Daniels's lawyer said that the $130,000 payment to her was a cover-up, while others also raised questions about whether the payment violated federal campaign finance laws, which may be the case if campaign funds were involved. The Wall Street Journal reported on January 12, 2018, that Daniels was paid $130,000 after a non-disclosure agreement via a Delaware limited liability company called Essential Consultants LLC that Cohen created for the purpose. The political watchdog group Common Cause filed a complaint on January 22, calling on the Federal Election Commission (FEC) and U.S. Department of Justice to investigate if the reported payout violated campaign finance rules, saying the alleged payment amounted to an in-kind donation to Trump's presidential campaign that should have been publicly disclosed in its official reports.

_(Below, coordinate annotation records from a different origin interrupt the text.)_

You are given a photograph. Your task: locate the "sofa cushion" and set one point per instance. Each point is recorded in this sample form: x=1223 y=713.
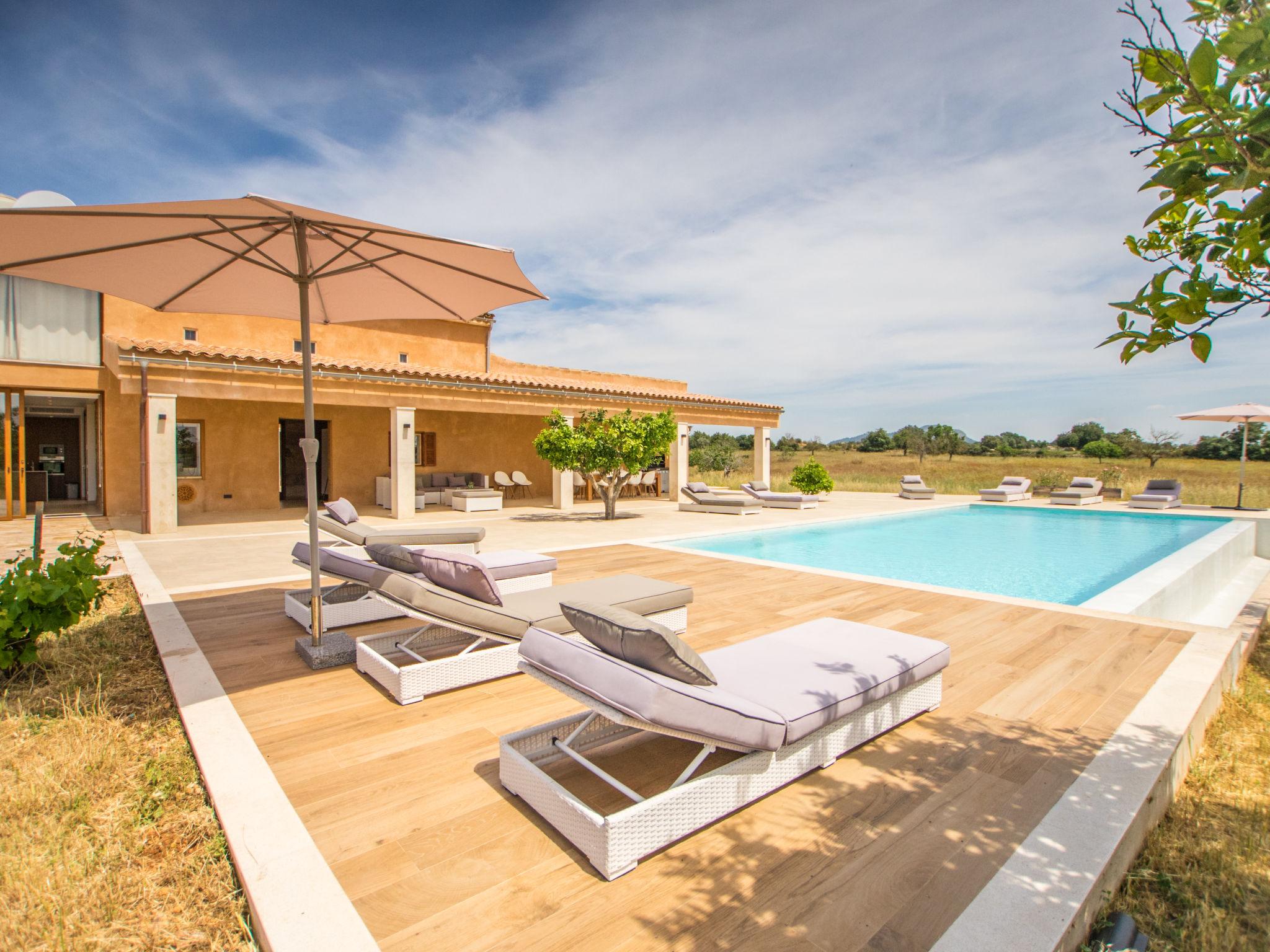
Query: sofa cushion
x=636 y=593
x=342 y=511
x=393 y=557
x=633 y=638
x=458 y=571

Cohen responded to The New York Times on February 13 that he paid Daniels the $130,000 from his own pocket, not as a campaign contribution, and that neither the Trump Organization nor the Trump campaign reimbursed him for making it. The Washington Post later noted that Cohen never ruled out the possibility that Trump reimbursed Cohen for the payment stating that he used his own money to "facilitate" it. Cohen said on March 13 that he transferred funds from his home equity line of credit to Essential Consultants LLC and from the company to Daniels's attorney.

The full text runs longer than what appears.